And where is this trust supposed to come from? I downloaded the thing manually, looked at the scripts, ran the binary in a sandbox, it seemed to be OK. Right, I'll recommend that everyone just curl | bash's it ...

I think the worst thing about this is that Rust is fashionable, so encouraging inexperienced devs think that these dangerous practices are just fine. Look around at how many n00b projects now suggest doing exactly the same thing. It's simply irresponsible of the Rust crowd to keep promoting it.


The bash timing exploit makes everyone focus just on how cleverly evil it can be, and forget the big picture that it's about trusting the Rust org not to screw you.

(BTW, you can run `curl | sh` in a VM or with a modified bash to intercept the code and catch the bash script in the act, so it's not actually as sneaky as people believe).

If you think the Rust org is going to pwn you in a clever sneaky way, then you can't use Rust or any Rust-containing products.

In the end, you're pulling hundreds of MBs of binaries that you won't review, they're compiled from over 15 million lines of code that I don't believe you'd ever review either. Reviewing just the first 10 lines of code gives you nothing. A smoke test in a sandbox is also worthless, since a binary could detect being run that way, or delay the attack, or attack by specifically miscompiling your code (see Reflections on Trusting Trust).
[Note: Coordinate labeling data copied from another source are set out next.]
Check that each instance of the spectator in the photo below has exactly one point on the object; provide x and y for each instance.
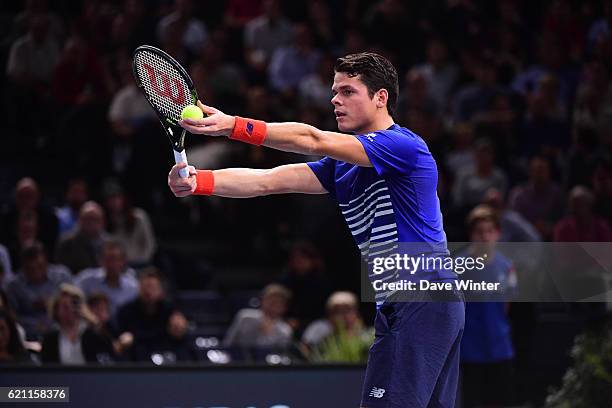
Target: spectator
(129, 111)
(154, 323)
(6, 272)
(540, 199)
(130, 226)
(290, 64)
(33, 57)
(74, 341)
(342, 316)
(114, 278)
(241, 12)
(34, 8)
(99, 305)
(306, 279)
(440, 73)
(80, 78)
(476, 97)
(28, 219)
(81, 248)
(472, 184)
(11, 347)
(581, 224)
(487, 352)
(315, 89)
(181, 20)
(76, 196)
(33, 286)
(263, 327)
(513, 226)
(461, 157)
(264, 34)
In the end, you have to trust the Rust org, all of it.


I call this the "Lie back and think of England" stance.

You're not wrong, until the end, it should be: "you have to distrust the Rust org, all of it."

And not just Rust, Python and JS and all the others. There are languages and systems that take trust and security seriously, but these are not they.


Pray tell us, which languages do take trust and security seriously, according to you?


(Is it that you don't know of any yourself? Or that you think I can't provide examples? In what world is what I said even slightly controversial? Type checking is just catching on now, decades after it was invented and implemented. C'mon.)

Anyway, off the top of my head, Ada.

https://en.wikipedia.org/wiki/Ada_(programming_language)

and E...

https://en.wikipedia.org/wiki/E_(programming_language) https://en.wikipedia.org/wiki/CapROS

Qubes and SEL4 are Operating systems. (OK Labs was acquired by General Dynamics. That seems like a pretty good recommendation to me.)

https://en.wikipedia.org/wiki/Qubes_OS

https://en.wikipedia.org/wiki/L4_microkernel_family#High_ass...


"Trusting the Rust org not to screw you" is one part, another part is trusting the Rust server operators to defend against server compromise by any third party. So trusting the intentions is not sufficient.


The same thing applies to any binaries downloaded from their site, so unless you you've got signed binaries (that use an independently obtained/verified chain of trust), trusting the server is your your only option. Even with signed binaries, you're still trusting the entity that holds the signing key.


In real world trust is not so binary. In a risk assessment I'd be interested evaluating the level of assurance there is in the supply chain of how you get your binaries and artifacts. Some of it can be done using crypto like you say, some of it could be eg published audit reports from a reputable evaluator or other credible information about the processes.